London Borough of Sutton (25 011 825)
Category : Environment and regulation > Refuse and recycling
Decision : Closed after initial enquiries
Decision date : 16 Jan 2026
The Ombudsman's final decision:
Summary: We will not investigate Miss Y’s complaint about a missed household waste collection. There is insufficient injustice to justify our involvement and it is unlikely we could add to the Council’s investigation.
The complaint
- Miss Y complains about how the Council handled her report of a missed household waste collection. She says this caused stress, inconvenience, and costs arranging a private waste collection.

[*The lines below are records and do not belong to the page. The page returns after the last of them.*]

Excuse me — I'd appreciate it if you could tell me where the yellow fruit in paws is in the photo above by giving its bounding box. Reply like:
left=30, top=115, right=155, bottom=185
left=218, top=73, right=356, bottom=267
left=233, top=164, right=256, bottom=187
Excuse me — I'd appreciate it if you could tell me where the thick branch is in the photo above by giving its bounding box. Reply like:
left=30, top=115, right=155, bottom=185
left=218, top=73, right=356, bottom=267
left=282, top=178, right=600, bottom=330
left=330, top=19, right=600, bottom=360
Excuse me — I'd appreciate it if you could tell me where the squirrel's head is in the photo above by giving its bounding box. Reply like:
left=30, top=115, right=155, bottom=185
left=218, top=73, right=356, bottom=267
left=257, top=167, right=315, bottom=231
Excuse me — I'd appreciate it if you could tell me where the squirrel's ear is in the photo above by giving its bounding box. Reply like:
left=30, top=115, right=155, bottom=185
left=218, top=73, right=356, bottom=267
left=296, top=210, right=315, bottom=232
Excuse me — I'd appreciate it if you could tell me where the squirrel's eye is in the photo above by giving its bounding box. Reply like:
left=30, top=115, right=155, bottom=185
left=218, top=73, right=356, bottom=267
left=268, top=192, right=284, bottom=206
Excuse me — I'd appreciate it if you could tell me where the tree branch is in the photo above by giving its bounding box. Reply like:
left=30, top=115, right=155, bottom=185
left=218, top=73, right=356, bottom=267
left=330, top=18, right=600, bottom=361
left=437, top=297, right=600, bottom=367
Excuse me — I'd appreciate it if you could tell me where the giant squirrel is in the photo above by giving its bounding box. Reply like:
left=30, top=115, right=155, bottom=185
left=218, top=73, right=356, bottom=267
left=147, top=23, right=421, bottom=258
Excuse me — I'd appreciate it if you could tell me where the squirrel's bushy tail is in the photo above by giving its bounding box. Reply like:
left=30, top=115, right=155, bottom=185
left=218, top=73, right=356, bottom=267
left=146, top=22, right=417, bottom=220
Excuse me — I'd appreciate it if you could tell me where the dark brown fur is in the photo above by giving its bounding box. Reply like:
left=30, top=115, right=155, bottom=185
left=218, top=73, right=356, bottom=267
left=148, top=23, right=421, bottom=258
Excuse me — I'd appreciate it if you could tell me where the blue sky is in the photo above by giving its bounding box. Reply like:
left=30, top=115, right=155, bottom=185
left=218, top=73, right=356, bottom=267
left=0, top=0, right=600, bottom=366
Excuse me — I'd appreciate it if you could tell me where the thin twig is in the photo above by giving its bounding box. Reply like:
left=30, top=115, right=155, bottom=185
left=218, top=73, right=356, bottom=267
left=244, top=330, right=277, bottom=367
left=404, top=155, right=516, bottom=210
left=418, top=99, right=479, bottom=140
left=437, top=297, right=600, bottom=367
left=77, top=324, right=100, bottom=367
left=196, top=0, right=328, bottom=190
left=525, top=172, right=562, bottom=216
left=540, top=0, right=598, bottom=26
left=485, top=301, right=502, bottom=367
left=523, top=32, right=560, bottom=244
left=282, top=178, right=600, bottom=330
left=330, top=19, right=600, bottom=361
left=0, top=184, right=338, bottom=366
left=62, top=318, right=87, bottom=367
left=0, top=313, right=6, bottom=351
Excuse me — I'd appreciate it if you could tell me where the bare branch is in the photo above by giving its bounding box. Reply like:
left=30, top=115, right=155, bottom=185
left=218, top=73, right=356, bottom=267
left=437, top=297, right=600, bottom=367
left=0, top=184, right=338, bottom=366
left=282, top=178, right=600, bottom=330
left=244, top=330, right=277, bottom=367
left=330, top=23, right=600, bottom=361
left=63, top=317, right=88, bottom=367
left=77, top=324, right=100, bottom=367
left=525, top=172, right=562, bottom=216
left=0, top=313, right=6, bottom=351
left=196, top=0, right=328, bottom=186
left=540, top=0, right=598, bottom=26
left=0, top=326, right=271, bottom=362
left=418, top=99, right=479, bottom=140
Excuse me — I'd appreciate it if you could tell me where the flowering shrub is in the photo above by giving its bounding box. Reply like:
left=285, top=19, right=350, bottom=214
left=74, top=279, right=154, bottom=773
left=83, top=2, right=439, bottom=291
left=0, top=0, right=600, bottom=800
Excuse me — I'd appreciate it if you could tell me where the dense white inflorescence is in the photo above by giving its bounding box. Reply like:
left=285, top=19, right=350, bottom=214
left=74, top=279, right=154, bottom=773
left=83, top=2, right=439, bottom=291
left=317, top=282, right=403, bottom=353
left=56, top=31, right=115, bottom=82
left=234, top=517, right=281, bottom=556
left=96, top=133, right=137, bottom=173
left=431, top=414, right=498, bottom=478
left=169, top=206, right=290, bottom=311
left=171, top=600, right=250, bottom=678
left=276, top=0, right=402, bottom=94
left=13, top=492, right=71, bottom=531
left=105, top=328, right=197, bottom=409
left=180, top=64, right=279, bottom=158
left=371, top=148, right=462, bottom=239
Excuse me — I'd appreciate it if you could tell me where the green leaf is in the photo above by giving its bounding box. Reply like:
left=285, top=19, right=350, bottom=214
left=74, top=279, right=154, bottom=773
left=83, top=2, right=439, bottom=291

She wants the Council to apologise, review its procedures, and pay compensation.
The Ombudsman’s role and powers
- We investigate complaints about ‘maladministration’ and ‘service failure’, which we call ‘fault’. We must also consider whether any fault has had an adverse impact on the person making the complaint, which we call ‘injustice’. We provide a free service, but must use public money carefully. We do not start or continue an investigation if we decide:
- any injustice is not significant enough to justify our involvement, or
- we could not add to any previous investigation by the organisation.
(Local Government Act 1974, section 24A(6), as amended, section 34(B))
How I considered this complaint
- I considered information provided by the complainant, and the Ombudsman’s Assessment Code.
My assessment
- In its complaint response, the Council accepted it had missed a collection and partially upheld Miss Y’s complaint. It said it had arranged an additional collection in response, but there was no waste presented for collection on the relevant date.
- It said during its investigation, Miss Y had told the Council it was a House in Multiple Occupation (HMO), but the property’s landlord did not hold a valid HMO licence. It confirmed it had contacted the landlord about this, and the landlord had now applied for the licence. It said it would review the property’s collection service if the application was successful, so any additional waste resulting from multiple occupancy would be collected.
- The Council also confirmed it had ensured Miss Y could report any future missed collections for the property via its online service.
- We will not investigate this complaint. Our role is to consider complaints where the person bringing the complaint has suffered significant personal injustice as a direct result of the actions or inactions of the organisation. Although I accept this matter caused Miss Y frustration and inconvenience, I do not consider the threshold for investigation is met by one missed waste collection. It was Miss Y’s choice to arrange a private waste collection, so it is unlikely we would ask the Council to compensate her for this.
- Furthermore, the Council took action to address the missed collection and investigate the reasons it happened. It took steps to prevent missed collections for the property in future and to improve the reporting process for any such instances. It is therefore unlikely we could add to its investigation and response.
Final decision
- We will not investigate Miss Y’s complaint because there is insufficient injustice to justify our involvement and it is unlikely we could add to the Council’s investigation.